Much of the reason why Mr Parker’s speech to the “Mood of the Boardroom” breakfast in Auckland fell so mellifluously upon his wealthy listeners’ ears is attributable to Labour’s unwavering commitment to raising the age of eligibility for New Zealand Superannuation from 65 to 67. The opportunities which this policy opens up for the financial services industry (especially when combined with Labour’s pledge to make Kiwisaver compulsory) are considerable. Among the broader business community, however, Labour’s Superannuation stance represents an unstated promise not to pay for the pension by raising business and personal income taxes.

The one substantial tax measure Labour is promising, a Capital Gains Tax (CGT) enjoys strong support among certain sectors of the business community. The manufactured exports sector, for example, will welcome its ability to re-direct much needed investment away from the property speculation which has become New Zealand’s royal road to riches. Many other business leaders will welcome the CGT as a means of filling up the fiscal hole left by the 2010 tax-cuts.

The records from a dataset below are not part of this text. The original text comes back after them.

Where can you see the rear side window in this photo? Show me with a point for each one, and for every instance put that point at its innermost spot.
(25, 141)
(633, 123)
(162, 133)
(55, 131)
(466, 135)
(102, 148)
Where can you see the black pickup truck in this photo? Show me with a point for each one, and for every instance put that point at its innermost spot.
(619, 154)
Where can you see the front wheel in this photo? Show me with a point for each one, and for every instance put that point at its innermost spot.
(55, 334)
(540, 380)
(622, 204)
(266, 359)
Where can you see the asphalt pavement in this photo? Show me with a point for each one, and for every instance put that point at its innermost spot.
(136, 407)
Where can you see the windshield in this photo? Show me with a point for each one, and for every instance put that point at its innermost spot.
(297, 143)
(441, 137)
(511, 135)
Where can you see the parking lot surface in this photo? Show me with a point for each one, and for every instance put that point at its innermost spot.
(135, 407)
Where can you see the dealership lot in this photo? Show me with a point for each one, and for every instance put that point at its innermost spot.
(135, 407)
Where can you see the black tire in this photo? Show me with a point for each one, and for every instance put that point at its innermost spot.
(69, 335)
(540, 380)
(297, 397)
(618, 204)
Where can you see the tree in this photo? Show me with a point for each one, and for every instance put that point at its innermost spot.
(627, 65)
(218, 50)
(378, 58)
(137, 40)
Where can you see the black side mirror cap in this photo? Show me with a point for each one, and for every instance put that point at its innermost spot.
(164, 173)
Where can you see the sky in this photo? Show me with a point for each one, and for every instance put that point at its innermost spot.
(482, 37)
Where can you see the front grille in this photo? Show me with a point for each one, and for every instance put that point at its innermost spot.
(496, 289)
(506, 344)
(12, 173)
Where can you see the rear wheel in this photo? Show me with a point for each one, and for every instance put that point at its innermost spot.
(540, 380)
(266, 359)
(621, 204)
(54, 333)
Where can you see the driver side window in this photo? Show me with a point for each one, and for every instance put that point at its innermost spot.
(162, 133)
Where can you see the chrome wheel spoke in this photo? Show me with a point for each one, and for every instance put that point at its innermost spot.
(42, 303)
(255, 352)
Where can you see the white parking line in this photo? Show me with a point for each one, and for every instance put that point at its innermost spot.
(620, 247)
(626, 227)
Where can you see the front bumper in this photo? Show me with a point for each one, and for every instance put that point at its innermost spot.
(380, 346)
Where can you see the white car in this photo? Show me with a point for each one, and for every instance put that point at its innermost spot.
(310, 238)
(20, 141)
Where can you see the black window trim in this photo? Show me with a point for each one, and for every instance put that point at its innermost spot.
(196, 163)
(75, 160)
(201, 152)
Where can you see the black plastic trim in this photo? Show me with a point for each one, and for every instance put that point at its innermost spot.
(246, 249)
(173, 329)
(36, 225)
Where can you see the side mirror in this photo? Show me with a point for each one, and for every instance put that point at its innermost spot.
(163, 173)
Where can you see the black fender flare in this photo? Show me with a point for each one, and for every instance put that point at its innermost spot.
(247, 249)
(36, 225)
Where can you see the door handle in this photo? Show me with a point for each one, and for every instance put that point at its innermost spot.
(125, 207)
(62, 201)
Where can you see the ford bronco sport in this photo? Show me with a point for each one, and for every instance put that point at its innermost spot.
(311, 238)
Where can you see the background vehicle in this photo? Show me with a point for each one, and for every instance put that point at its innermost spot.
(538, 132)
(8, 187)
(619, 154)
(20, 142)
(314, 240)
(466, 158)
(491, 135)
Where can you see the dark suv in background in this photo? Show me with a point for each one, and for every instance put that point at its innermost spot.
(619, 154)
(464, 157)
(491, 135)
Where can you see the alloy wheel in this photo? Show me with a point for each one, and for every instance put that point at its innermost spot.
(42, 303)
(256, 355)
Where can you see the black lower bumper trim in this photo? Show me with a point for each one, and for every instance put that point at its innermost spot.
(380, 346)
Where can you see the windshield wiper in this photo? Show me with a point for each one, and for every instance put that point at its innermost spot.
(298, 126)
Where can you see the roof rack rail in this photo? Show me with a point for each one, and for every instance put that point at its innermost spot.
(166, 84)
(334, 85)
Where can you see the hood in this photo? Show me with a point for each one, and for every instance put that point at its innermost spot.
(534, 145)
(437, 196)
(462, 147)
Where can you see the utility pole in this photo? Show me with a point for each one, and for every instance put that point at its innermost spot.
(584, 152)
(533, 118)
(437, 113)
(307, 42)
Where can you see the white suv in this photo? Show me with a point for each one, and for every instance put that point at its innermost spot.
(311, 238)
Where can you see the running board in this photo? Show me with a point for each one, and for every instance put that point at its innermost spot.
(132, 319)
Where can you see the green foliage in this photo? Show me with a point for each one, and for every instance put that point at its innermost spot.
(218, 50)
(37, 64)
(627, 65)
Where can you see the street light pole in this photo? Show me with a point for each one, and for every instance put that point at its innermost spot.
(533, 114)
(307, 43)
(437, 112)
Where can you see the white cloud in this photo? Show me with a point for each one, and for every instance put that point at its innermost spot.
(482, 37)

For all those tax-payers born after 1966, however, Labour’s policies on NZ Superannuation, Kiwisaver and a CGT may well result in a reduction of living-standards.

As it stands, Labour’s plans to lift the age of eligibility for NZ Super will more-or-less exempt the so-called “Baby Boomers” from contributing to its “rescue”. Though described as a way of preserving “intergenerational equity”, and in spite of the Opposition’s increasing recourse to rhetorical Boomer-bashing, Labour’s carefully phased increase will still allow the Boomers to kick-back at 65. It is Generations X and Y who will have to work an extra two years for a purely inflation-adjusted and quite possibly means-tested pension.

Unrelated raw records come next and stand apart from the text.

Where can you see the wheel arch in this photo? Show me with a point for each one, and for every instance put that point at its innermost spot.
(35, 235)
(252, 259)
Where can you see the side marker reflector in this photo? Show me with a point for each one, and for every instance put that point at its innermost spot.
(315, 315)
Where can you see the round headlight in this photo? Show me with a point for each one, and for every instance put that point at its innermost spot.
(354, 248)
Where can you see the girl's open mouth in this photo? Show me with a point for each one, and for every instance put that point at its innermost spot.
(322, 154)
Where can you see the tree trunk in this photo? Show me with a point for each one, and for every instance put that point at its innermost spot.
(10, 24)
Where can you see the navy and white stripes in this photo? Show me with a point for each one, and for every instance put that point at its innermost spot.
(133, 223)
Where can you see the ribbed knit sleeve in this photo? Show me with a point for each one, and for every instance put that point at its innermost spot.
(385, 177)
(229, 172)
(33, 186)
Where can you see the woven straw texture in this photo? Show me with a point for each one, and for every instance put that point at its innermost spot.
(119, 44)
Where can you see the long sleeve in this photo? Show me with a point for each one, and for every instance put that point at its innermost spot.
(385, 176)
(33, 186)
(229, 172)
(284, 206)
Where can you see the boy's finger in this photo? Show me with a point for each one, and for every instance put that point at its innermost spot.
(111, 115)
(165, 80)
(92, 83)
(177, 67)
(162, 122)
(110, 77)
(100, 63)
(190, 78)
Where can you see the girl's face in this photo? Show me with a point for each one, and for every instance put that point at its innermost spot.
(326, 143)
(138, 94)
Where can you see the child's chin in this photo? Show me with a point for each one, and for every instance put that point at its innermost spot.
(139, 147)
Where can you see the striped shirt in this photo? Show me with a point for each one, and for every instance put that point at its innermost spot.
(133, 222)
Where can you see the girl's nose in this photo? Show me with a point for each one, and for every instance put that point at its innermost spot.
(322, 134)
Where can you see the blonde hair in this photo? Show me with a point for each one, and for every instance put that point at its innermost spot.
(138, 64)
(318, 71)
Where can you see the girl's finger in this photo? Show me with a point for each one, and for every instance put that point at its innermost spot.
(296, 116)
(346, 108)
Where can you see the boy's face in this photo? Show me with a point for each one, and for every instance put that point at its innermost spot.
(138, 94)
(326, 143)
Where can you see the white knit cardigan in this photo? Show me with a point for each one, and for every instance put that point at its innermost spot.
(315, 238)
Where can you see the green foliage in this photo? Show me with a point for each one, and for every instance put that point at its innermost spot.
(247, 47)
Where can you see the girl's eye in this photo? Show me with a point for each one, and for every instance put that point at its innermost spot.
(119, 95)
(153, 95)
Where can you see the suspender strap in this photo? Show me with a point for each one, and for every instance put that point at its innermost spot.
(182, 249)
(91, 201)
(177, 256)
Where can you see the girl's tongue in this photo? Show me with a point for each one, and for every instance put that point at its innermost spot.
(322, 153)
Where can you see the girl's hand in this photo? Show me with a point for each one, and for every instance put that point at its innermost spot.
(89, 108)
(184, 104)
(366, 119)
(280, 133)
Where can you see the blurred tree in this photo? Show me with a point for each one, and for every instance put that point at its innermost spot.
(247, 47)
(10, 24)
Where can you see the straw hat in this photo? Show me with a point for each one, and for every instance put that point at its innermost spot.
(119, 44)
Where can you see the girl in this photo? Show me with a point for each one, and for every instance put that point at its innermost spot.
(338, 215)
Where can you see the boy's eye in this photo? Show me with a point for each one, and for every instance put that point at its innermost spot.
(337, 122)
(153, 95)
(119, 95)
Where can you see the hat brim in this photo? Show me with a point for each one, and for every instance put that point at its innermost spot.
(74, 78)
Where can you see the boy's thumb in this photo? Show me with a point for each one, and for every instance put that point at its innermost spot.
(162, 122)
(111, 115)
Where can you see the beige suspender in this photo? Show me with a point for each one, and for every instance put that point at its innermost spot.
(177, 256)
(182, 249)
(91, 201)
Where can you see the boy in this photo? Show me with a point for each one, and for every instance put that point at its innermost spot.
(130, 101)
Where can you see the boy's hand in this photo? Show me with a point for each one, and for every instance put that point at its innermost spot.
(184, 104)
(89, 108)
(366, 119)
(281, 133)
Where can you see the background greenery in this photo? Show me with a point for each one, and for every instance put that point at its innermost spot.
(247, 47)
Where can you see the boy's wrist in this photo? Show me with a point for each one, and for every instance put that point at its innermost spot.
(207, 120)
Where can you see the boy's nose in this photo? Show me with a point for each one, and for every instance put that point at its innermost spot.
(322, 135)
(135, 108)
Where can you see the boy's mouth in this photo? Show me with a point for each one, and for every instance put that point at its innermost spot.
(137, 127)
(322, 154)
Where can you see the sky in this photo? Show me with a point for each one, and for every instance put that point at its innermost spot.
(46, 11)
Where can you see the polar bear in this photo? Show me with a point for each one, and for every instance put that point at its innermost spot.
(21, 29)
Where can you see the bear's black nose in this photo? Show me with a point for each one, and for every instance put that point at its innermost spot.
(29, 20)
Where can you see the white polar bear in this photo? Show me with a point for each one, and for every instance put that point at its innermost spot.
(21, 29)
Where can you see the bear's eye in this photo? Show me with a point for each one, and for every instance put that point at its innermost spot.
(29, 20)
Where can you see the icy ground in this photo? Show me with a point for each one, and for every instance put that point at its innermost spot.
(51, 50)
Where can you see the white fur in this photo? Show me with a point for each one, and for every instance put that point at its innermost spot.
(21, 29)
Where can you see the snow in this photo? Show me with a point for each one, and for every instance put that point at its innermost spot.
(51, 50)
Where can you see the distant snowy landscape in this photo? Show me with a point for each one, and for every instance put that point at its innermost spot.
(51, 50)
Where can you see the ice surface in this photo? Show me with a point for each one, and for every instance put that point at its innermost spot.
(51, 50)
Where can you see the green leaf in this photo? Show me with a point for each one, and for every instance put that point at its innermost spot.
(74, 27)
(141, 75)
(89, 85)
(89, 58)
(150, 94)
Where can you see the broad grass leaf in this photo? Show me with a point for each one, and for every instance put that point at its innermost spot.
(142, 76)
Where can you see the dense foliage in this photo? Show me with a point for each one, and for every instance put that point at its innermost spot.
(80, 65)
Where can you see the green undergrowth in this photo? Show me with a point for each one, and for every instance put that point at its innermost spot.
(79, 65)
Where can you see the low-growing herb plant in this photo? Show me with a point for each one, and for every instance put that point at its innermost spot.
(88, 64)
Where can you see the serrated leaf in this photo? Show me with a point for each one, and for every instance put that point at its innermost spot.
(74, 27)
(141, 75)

A compulsory Kiwisaver Scheme, administered by the private sector, has the potential to not only reduce the actual take-home pay of already hard-pressed low-paid workers and their families, but to further strengthen the finance sector’s already unhealthy grip on the New Zealand economy. Were these savings to accumulate in a state-owned and run investment fund, then workers’ deductions could be classed as contributions to the social wage. Sadly, Labour will not countenance the creation of such a fund. (Too much like socialism, perhaps?) It may, however, allow employers to offset their increased contributions to the workforce’s Kiwisaver accounts against future wage rises.

Labour’s decision to exclude the family home from its proposed CGT, may yet lead to an even more rapid escalation in house prices. Rather than purchasing multiple properties in expectation of pocketing substantial tax-free capital gains, wealthy home-owners may instead decide to redirect their investment into the house (or houses) their family lives in. Labour could have avoided such behaviour by setting a family home valuation above which the CGT would apply. Instead, by opting to exempt them, it’s exposed both itself, and young people trying to buy their first home, to the perverse law of unintended consequences.

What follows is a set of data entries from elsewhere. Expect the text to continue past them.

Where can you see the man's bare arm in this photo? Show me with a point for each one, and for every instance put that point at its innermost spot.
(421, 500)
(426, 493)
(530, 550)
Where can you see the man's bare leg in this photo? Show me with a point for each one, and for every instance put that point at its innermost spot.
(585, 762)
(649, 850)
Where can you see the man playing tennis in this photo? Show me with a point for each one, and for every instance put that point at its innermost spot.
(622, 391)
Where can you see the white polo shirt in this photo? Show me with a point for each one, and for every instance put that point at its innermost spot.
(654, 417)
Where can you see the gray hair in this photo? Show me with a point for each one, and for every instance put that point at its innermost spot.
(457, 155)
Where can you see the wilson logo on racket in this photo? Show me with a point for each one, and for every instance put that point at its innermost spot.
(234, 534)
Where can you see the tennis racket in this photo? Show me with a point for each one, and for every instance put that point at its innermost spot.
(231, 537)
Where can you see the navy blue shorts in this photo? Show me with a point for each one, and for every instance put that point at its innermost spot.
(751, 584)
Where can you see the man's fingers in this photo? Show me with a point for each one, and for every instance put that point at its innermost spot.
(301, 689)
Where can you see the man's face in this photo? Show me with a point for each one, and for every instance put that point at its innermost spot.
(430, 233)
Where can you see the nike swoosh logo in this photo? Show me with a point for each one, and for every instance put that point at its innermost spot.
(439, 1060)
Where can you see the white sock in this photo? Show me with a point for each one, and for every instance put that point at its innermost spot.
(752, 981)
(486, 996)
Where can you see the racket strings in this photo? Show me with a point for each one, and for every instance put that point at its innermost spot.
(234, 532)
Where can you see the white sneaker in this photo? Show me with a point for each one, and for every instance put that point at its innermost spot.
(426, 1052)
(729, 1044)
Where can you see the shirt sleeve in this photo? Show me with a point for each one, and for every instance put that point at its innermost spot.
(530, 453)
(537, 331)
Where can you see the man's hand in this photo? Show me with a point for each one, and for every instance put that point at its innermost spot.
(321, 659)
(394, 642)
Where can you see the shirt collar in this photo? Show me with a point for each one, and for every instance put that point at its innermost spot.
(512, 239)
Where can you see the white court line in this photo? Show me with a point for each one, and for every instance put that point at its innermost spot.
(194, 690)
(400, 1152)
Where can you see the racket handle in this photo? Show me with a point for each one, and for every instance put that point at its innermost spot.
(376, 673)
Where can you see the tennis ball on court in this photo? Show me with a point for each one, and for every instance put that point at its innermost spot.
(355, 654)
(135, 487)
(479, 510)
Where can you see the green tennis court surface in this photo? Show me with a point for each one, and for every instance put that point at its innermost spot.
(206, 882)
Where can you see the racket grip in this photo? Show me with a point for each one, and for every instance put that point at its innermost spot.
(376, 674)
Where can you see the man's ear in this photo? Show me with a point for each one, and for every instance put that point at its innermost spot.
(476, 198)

Why, then, does Labour persist with these business-friendly, Rich List-cossetting policies? Why not adopt fiscal measures more in keeping with its social-democratic principles? Throughout the 1950s, 60s and 70s, when the top bracket of personal income tax was frequently well in excess of 65 percent, New Zealand enjoyed the longest period of sustained economic growth in its history. The provision of social needs like old-age pensions, entry-level housing, ready access to health and education services and cheap utility prices were all predicated on citizens paying their fair share of tax.

Not any more. Rather than making the case for full employment and a just distribution of the nation’s wealth through a genuinely progressive system of taxation, Labour seems determined to base its economic programme on the fiscal status quo. Such a position cannot help but make it difficult to distinguish Labour’s finance spokesperson from National’s finance minister.

Poverty cannot be eliminated by cossetting wealth. Living standards cannot be lifted by reducing workers’ take-home pay. Homes cannot be made more affordable by offering tax-free rewards for making them more expensive.

Labour cannot serve labour by turning itself into National.